I fully agree with this.  

I'm simply suggesting that the slang term 'rip-off' is used in general as a catch all term to describe situations including where something is excessively priced or terms are over restrictive; the fact that alternatives may be available or pricing is clearly outlined does not mean that the term 'rip-off' cannot be used.


----------



## ClubMan (16 May 2006)

michaelm said:
			
		

> the fact that alternatives may be available or pricing is clearly outlined does not mean that the term 'rip-off' cannot be used.


I disagree and make no excuse for rebutting inaccurate use of the term rip-off. Those who are happy with sloppy use of terminology are free to ignore my posts in this vein.


----------



## ubiquitous (16 May 2006)

michaelm said:
			
		

> ...the fact that alternatives may be available or pricing is clearly outlined does not mean that the term 'rip-off' cannot be used.



Of course it is a free country and people are free to use whatever terminology they wish, but I think that it is valid to conclude that the term "rip off" denotes some level of deception or taking advantage of a consumer's inability to source a product or service elsewhere. 

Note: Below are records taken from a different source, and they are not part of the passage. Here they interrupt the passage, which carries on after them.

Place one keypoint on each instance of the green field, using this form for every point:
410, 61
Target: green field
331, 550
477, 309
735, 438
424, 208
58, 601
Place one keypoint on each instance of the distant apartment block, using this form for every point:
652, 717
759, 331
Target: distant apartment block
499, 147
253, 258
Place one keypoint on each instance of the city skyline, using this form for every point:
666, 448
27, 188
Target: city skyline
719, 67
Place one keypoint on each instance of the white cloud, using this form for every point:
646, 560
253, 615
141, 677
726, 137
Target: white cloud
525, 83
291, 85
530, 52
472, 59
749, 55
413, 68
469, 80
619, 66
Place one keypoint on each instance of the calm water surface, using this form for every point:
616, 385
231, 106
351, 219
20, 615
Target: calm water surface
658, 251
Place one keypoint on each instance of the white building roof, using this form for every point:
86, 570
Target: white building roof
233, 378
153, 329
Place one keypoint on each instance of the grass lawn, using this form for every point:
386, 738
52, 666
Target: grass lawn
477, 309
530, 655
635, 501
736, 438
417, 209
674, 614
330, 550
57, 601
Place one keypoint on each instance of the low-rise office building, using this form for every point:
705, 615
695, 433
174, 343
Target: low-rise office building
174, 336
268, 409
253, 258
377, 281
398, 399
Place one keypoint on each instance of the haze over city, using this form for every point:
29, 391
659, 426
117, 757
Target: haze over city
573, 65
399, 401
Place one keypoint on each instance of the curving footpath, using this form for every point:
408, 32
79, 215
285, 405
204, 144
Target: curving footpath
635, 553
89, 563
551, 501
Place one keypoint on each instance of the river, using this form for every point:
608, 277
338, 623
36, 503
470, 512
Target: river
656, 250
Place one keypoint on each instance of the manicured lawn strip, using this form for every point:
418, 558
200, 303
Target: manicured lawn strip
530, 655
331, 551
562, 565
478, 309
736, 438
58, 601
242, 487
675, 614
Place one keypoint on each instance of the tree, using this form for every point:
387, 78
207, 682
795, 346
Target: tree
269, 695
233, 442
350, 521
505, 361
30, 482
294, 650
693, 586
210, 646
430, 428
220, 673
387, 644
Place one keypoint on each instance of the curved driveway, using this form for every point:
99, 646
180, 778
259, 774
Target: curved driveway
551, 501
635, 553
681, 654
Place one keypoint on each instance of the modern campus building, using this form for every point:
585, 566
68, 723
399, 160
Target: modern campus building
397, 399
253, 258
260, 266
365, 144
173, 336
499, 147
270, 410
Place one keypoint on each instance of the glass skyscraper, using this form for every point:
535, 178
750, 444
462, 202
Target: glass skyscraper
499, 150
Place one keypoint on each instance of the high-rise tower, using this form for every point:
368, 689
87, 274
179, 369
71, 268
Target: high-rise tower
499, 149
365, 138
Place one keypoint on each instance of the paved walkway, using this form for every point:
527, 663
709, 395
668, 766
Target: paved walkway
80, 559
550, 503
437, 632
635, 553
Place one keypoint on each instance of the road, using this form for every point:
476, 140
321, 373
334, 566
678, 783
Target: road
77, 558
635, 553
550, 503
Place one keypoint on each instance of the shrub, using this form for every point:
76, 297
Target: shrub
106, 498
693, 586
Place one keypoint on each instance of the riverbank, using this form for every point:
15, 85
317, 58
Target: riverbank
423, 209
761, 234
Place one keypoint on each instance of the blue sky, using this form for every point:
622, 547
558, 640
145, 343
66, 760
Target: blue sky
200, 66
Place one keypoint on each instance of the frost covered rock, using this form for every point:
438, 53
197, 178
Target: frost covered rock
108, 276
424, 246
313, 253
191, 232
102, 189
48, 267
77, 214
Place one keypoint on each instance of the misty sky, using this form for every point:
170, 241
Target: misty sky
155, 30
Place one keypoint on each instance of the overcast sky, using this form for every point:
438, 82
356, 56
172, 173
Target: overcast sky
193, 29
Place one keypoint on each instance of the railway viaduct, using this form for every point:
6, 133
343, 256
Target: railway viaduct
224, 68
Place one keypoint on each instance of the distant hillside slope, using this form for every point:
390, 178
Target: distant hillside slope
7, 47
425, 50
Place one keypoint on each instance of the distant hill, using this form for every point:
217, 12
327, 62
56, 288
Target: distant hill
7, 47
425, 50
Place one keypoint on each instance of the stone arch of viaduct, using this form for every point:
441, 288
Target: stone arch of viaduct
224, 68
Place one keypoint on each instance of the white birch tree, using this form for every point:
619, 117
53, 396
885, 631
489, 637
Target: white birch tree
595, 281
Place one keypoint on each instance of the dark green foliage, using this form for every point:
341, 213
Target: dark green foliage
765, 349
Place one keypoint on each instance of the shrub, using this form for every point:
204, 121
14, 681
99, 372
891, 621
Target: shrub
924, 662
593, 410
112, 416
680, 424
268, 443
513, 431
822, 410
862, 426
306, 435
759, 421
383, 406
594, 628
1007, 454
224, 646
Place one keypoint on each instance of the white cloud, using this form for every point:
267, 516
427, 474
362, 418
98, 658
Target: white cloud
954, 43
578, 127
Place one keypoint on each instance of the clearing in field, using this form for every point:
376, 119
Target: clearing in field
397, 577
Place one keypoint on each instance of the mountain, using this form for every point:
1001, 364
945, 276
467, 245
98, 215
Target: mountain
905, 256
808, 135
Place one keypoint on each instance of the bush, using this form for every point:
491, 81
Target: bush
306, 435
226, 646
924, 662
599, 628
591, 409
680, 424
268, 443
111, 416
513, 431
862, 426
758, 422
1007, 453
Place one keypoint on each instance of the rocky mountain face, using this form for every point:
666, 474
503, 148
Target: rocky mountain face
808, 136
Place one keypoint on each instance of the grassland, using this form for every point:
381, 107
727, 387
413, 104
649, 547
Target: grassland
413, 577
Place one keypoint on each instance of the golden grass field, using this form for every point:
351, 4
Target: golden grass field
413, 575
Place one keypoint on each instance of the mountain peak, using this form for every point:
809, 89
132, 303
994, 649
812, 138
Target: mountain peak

There is a danger that over-use of the term "rip off" may dilute its effect - especially where absolute scams are lumped together under the same heading as business offerings that happen merely to be expensive.


----------



## Guest127 (17 May 2006)

its not a rip off. however if the hotel advertise a rack rate for a room and its available surely they are oblidged to sell it at that rate. Suppose you were travelling through France on the way south and tried to book into an hotel for the night and were informed that the minimum stay was 2 nights, how would you feel? ( ripped off? )


----------